Similarly, it must be remembered that 24 years ago, and after almost half a century of dictatorship, Portugal, with its 25% illiteracy level, matched standards in developing countries while in Ireland there was no illiteracy. Illiteracy has now been almost eradicated in Portugal and about 32% of secondary school students enrol in universities. So, within one generation, a revolution has occurred within the public education and research sector.

At present, these changes need to prove their usefulness for a society which is asked to finance science in the universities. It is true that academic institutions suffer from chronically low funding. However, it is also true that the lack of direct evaluation of academic staff (by students) is responsible for the frequently low quality of teaching in universities. As a result, individuals with a poor teaching record may easily reach senior tenure positions within the academic hierarchy.
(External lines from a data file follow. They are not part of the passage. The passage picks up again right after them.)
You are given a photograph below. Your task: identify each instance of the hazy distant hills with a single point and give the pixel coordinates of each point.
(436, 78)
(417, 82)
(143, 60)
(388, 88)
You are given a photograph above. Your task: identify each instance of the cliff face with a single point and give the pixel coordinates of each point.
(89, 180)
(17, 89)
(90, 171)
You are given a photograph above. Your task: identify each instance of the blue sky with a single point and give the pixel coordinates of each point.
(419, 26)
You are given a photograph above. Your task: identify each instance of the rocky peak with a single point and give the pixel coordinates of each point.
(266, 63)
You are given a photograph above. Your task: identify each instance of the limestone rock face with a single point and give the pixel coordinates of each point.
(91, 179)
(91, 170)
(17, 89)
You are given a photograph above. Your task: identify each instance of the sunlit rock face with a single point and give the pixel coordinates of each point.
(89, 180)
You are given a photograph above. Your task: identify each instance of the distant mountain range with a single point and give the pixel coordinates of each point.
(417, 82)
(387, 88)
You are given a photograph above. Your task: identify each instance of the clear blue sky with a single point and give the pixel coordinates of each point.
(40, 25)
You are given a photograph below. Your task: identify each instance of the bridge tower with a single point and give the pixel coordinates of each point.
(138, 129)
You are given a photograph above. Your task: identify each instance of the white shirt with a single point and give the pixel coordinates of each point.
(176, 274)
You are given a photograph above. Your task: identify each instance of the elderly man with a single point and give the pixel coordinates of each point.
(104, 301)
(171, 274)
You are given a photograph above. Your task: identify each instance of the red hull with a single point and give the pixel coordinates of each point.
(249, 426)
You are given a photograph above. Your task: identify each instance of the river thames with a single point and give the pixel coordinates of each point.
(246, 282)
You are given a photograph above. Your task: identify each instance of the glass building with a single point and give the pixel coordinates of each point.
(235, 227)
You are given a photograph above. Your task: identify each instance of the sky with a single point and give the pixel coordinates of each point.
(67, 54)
Furthermore, progress in an academic career is often unrelated to scientific productivity and more or less guaranteed by a law ensuring lifelong teaching contracts, which provide little incentive to publish.
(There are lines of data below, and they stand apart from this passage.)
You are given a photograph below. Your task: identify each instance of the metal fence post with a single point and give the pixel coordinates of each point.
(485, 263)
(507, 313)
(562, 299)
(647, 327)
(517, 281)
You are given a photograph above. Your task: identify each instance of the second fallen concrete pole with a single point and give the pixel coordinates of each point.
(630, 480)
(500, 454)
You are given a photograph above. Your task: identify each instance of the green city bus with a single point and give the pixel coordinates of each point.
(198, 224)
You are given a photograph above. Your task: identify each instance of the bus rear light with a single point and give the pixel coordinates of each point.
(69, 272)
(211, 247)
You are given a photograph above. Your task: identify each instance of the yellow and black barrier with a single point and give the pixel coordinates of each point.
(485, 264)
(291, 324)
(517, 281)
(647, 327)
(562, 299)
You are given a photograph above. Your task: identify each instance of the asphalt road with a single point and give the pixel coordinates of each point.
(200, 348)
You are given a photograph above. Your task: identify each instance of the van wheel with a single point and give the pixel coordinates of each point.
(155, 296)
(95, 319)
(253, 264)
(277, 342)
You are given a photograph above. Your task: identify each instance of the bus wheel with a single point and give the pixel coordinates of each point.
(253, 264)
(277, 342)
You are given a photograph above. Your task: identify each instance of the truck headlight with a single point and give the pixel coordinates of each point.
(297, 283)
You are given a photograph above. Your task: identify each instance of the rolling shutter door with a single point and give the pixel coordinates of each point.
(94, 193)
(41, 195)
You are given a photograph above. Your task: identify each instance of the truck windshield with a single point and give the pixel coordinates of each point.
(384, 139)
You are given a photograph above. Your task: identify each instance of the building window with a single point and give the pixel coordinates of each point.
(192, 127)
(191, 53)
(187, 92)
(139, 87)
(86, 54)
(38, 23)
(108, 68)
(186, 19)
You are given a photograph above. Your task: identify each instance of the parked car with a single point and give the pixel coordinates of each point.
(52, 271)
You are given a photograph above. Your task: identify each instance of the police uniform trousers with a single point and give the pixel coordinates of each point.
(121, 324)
There are several bottlenecks in planning and managing research activities, but they have nothing to do with any excessive weight that undergraduate students may have in electing governing bodies at the universities. Canário confuses the issues.
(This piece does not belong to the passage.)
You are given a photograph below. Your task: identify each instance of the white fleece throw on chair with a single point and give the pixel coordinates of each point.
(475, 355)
In our opinion, these obstacles are mostly due to:

• lengthy evaluation of research and development project proposals at a national level (up to two years);

• delays in transferring funds to the universities for execution of projects (up to one year);

• anachronistic administrative rules and an acute shortage of skilled administrative officers capable of handling the administration of research projects;

• overburdening of researchers with minor administrative duties (often as much as 80% of useful time), which transforms them into amateurish accountants.

So, before more funds are made available, as Canário asks, the administration of research at universities should be fundamentally restructured so that scientists are held accountable for the scientific results they produce rather than for their book-keeping. A strengthening of research units should provide them with the necessary basic equipment and should not be transformed into long-term funding which is quickly taken for granted. The competition for funding of research ideas between research centres is a sound system which has worked well in the past and should not be changed.

Beyond the research goals set by the European Commission in Brussels, new scientific programmes should take into greater consideration the priorities of both the national public and private sectors and include, in the case of Portugal, the once blooming but now almost abandoned research sector in Africa.